The industry moved fast to find its own solutions. Tensorflow users would use TFRecord. There is WebDataset, which is really just using tar files to store data in a certain way, and other libraries that support these formats. Essentially one would need to be able to stream the data, preferably in shards from the cloud, and train with window-shuffling as new chunks/shards are being downloaded.

Support for WebDataset has been slowly growing.

  1. The original author’s implementation is pretty good, but there are some subtle areas that might trip users. The documentation has outdated parts, interweaved with up-to-date parts. But if you work through them, it’s a good solution.
  2. TorchData, a PyTorch affiliate has full support over it. However recently it announced it had paused development because it needed to reevaluate the long-term vision.
  3. Ray Data has an implementation and it was suggested to me during the recent Ray Summit. Although you would likely need to use the whole platform for it.
  4. NVIDIA DALI supports the basic use of it, but apparently only loading from disk so far. One could however create an external source in Python. The advantage of DALI is doing image transforms/augmentations on GPUs in CUDA streams, taking the load off CPUs. Although usually CPUs are sufficient at simple-ish augs.

I am currently switching between the original author’s impl and the TorchData impl. They work reasonably well for my use case. The challenge has been handling interaction between distributed/multiprocessing and shard splitting. There are many GitHub issues around it, and the documentations are not written for users who just want to shuffle and feed data correctly. Essentially, in the WebDataset scheme, the data shards are treated as coarse indexes, and it requires some finessing to have all ranks receive the same number of batches to synchronize, and not lose some of the data. These two libraries evolved with each other’s influence, and made a lot of genius use of iterators and all kinds of iterator functions. It’s kind of a nod to Rust’s wide support for iterators.

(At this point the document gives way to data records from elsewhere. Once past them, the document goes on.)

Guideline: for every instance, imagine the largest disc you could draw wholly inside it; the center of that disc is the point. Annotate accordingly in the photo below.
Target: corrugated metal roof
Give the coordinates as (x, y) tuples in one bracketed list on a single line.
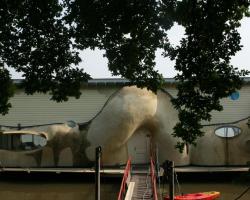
[(117, 81)]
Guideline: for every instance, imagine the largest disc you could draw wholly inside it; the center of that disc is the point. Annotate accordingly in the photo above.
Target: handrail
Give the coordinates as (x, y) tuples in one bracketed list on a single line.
[(153, 179), (126, 175)]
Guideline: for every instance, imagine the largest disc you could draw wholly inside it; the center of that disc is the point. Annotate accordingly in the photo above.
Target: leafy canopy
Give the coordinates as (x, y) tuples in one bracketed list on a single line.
[(42, 39)]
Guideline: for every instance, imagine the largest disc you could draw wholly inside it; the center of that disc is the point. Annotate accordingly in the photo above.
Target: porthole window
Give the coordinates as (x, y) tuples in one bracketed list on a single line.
[(21, 141), (235, 96), (227, 131)]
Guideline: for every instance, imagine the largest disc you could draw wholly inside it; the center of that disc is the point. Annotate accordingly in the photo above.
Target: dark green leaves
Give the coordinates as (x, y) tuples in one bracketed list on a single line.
[(6, 91), (203, 60)]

Another solution for small files and images is Parquet, which also has broad support. The challenge is it’s such a flexible format, so one has to read within fine print to see what the library handles, and what you need to handle. Luckily, with data loading during training, the bottleneck is usually the GPU compute part, and even if ad-hoc custom plugins are slowish, it’s still not a big problem.

Just jotting down notes in case others are wondering.